Kader Attia's newest installation, "Sleeping from Memory," for the Institute of Contemporary Art's (ICA) "Momentum 9" series, harkens on the pestilence of the collective past of the artist as well as humanity at large. As an Algerian émigré, Attia spent much of his youth in abysmal rooms like the one he constructed for the ICA. Family members would crowd the small space, resting on inexpensive homemade beds made from plywood and foam. The exhibit is far from decadent, to be sure.
Notably, in recreating his childhood memory, Attia has removed the occupants of the beds. The notion of absence is both literal and figurative - only the impressions remain. Yet the commonality of these sleepers and their own possibly unique dreams create a dichotomy between the situational and mental. The installation seems to make a statement through its lack of statement.

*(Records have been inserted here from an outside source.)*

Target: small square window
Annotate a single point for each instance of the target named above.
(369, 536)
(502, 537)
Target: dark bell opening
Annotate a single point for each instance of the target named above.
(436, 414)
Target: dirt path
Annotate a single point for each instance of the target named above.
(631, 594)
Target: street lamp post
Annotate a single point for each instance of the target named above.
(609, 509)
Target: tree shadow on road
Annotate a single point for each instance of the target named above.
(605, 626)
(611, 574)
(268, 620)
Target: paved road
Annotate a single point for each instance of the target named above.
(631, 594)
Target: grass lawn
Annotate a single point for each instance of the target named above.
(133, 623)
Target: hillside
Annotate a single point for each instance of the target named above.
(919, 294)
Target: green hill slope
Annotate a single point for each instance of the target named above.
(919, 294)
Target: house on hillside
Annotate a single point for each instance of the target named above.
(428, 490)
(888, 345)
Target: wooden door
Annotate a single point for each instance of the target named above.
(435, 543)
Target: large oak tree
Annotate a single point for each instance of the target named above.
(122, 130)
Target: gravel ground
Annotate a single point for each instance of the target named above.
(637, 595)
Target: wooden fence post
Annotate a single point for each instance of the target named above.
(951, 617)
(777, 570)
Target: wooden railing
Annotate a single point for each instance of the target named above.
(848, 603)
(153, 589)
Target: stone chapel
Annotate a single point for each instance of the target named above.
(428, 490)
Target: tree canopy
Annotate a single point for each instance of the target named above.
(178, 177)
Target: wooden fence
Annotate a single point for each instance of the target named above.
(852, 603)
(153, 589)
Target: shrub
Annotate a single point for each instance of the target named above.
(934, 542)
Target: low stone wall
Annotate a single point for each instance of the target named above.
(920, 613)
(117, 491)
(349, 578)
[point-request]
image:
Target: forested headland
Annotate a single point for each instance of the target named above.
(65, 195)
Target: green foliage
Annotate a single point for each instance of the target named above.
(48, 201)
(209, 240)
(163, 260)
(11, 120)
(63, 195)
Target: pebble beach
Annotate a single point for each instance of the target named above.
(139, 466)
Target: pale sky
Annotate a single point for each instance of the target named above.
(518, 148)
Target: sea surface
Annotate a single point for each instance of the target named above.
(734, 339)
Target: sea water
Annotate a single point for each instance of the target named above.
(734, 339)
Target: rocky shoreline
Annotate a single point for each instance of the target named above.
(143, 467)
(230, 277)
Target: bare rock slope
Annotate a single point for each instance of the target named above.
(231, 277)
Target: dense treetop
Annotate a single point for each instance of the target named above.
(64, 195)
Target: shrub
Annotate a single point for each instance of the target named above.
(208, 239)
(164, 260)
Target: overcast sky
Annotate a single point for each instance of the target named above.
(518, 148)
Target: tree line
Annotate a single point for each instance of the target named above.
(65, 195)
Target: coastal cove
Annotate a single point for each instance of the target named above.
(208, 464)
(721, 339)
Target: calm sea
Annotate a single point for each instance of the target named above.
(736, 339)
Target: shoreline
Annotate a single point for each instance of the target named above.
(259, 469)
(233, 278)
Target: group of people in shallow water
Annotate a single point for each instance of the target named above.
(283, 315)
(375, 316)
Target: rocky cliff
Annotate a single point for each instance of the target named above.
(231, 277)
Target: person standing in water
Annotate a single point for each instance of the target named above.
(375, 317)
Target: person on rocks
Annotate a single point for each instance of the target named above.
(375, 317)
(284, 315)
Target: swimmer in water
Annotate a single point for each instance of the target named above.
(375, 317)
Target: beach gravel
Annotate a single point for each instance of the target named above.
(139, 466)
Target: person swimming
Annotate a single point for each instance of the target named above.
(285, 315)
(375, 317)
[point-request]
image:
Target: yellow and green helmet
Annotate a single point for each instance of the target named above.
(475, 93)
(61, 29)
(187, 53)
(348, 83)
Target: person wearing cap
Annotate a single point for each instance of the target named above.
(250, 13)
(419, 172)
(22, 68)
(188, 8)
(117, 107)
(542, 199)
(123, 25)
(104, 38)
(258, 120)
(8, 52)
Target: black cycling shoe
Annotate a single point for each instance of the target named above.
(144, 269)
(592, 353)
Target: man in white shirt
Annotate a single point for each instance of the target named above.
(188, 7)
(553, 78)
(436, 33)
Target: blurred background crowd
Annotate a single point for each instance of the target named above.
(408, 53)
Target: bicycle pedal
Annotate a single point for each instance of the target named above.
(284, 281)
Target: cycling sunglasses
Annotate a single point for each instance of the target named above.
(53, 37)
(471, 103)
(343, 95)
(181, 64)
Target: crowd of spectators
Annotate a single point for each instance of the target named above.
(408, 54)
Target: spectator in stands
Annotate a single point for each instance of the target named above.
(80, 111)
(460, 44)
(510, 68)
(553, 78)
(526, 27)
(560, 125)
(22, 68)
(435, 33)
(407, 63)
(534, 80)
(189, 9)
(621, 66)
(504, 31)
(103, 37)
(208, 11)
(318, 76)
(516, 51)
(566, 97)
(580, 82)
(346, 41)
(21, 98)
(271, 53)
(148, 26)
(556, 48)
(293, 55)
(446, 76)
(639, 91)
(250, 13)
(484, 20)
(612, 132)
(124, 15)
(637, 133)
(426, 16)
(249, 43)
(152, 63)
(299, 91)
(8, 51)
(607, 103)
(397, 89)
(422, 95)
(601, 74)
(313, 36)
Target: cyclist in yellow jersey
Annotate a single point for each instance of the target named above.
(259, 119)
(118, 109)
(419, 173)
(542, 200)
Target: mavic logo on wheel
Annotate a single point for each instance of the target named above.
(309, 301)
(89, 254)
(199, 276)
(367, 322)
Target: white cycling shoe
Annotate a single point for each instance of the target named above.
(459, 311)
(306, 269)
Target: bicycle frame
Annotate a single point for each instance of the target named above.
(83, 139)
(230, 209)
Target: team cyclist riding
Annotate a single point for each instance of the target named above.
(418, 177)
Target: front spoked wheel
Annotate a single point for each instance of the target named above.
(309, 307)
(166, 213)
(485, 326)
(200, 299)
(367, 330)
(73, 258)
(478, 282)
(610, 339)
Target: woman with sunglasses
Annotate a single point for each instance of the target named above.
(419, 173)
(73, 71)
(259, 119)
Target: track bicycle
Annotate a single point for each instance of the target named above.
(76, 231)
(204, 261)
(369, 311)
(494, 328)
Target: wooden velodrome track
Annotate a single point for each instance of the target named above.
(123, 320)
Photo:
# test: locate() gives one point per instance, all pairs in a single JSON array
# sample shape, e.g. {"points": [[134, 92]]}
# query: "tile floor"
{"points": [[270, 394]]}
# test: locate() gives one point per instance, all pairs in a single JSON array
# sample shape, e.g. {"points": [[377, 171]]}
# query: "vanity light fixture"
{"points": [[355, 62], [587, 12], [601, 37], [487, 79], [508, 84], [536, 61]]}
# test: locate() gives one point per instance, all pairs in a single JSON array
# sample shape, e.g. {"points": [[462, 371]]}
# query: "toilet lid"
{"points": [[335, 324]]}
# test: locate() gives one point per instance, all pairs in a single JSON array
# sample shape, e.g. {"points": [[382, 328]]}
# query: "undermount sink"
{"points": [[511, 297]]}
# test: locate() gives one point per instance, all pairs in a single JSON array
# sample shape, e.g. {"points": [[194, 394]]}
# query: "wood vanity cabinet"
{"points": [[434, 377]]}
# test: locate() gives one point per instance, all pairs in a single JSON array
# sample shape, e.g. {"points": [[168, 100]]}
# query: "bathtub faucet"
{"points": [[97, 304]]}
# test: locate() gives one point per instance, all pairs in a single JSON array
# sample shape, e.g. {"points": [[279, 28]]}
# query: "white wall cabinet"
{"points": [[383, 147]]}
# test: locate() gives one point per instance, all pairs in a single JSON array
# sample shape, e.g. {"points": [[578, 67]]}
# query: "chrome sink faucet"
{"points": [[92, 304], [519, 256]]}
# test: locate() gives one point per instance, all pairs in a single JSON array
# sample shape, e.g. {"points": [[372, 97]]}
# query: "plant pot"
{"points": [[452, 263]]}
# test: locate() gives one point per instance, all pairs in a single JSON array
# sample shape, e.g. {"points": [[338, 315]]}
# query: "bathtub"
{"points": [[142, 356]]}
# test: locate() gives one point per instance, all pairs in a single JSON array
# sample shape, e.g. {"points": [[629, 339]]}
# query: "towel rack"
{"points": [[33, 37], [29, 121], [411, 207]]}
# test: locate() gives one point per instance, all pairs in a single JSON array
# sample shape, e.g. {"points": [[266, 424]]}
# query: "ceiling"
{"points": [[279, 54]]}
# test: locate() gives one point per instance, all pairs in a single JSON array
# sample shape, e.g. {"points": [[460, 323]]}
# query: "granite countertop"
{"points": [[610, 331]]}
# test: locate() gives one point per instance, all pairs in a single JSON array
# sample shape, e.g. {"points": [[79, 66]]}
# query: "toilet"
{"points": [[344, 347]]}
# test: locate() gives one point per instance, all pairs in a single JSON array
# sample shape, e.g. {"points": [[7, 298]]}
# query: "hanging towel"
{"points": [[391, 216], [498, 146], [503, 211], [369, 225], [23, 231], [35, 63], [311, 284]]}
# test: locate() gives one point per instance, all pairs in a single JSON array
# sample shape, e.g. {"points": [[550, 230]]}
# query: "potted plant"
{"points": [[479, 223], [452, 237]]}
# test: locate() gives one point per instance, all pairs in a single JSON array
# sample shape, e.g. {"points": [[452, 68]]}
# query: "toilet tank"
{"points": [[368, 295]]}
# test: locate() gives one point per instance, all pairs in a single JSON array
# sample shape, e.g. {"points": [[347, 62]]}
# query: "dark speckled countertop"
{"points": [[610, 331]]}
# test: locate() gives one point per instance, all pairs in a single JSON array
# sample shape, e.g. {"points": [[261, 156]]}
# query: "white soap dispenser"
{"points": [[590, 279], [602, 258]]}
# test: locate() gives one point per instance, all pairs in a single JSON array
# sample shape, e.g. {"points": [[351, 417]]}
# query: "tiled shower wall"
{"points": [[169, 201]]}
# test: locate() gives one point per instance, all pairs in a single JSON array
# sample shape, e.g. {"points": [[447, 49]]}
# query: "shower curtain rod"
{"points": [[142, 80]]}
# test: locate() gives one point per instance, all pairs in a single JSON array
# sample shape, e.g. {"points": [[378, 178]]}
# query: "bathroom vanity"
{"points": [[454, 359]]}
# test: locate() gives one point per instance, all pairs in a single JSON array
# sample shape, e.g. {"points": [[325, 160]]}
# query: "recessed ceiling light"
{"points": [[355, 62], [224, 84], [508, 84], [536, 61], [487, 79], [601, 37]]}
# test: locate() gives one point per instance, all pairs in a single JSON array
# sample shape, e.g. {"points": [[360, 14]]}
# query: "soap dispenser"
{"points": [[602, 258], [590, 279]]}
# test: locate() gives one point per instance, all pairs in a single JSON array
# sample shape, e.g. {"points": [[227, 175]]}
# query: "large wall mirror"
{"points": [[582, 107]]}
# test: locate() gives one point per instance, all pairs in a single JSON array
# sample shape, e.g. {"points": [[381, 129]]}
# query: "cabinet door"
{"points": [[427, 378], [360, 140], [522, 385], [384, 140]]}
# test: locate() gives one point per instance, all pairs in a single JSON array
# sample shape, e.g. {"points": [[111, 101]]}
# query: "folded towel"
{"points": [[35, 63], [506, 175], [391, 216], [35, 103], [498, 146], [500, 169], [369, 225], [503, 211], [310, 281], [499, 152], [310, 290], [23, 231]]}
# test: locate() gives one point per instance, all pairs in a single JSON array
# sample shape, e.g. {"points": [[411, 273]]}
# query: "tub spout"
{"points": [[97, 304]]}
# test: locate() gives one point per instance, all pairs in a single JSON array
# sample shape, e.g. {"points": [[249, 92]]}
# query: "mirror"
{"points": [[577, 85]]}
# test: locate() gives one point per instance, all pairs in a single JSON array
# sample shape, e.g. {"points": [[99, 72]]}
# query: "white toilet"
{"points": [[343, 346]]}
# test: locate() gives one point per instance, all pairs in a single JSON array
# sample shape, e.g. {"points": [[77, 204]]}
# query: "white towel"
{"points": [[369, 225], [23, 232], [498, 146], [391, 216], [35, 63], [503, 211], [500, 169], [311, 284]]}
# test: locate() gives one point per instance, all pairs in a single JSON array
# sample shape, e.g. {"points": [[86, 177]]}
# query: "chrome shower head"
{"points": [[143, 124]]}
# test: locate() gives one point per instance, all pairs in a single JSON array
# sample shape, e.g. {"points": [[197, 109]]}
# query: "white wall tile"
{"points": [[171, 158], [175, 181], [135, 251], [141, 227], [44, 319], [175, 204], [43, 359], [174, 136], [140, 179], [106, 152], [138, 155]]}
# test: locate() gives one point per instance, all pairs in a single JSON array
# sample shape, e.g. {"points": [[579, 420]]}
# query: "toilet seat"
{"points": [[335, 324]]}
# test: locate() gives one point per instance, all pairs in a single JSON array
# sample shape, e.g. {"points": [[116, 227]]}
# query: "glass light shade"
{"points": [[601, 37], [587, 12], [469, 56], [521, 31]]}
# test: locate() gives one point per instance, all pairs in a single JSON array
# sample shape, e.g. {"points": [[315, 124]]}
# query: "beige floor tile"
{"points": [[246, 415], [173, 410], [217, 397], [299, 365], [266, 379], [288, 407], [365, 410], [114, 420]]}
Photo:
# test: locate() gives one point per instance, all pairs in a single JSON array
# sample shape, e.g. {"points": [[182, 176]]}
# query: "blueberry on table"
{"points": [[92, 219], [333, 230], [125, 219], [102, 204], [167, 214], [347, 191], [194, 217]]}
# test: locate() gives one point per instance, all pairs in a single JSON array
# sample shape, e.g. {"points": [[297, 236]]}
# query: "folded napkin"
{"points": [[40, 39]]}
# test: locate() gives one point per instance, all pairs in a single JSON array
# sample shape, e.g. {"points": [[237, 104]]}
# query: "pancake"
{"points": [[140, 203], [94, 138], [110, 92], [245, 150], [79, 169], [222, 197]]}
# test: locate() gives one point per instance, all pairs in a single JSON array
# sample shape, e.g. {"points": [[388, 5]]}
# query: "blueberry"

Although Attia has no signature style, his use of mundane materials and fascination with the idea of loss unites his work. His previous installations, such as "Flying Rats," where birdseed-molded child forms were eaten by birds, are testaments to the interactive, evocative use of materials.
Ironically, "Sleeping from Memory" is an exception. The cheap foam he once slept on as a child has become the modern bourgeois mattress of choice. Save the plywood mattress box and headboard, the beds have an air of regality. That which was once pauperized is now luxurious.
Attia enlisted the aid of students from the Massachusetts College of Art and Design and the ICA Teen Arts Council to fashion the forms in the bed. Each student traced his or her outline on the foam and dug out the excess matter. The result is a striking impression of personal loss, only made more intense by the humanity of the forms.
According to Attia's description, "[The students] draw their own absence. The emptiness of the shape of their body becomes more important than the real body."
Attia's singular memory and idea for the work thereby became a poignant universal effort.
Regardless of how the figures were constructed, the human voids resemble casts of fossilized figures. The impression of the individual who once was there is all that remains. The spirit haunts the bed, much like an affecting memory pervades in dreams.
The installation is a moment frozen in time, with the carved figures frozen in the positions they will continue to assume for eternity (or at least as long as the exhibit lasts). Attia seems to tease the viewer with the question of whether it is possible for a room of anonymous casts to have both individuality and a higher social or political identity.
In any case, the "Sleeping from Memory" installation is far from a soporific bore. The exhibit is relegated to a separate gallery, away from the sculptures and paintings which line neighboring galleries. Although the ICA has a relatively small gallery space, Attia's newest installation is reason alone to explore this Boston harbor museum.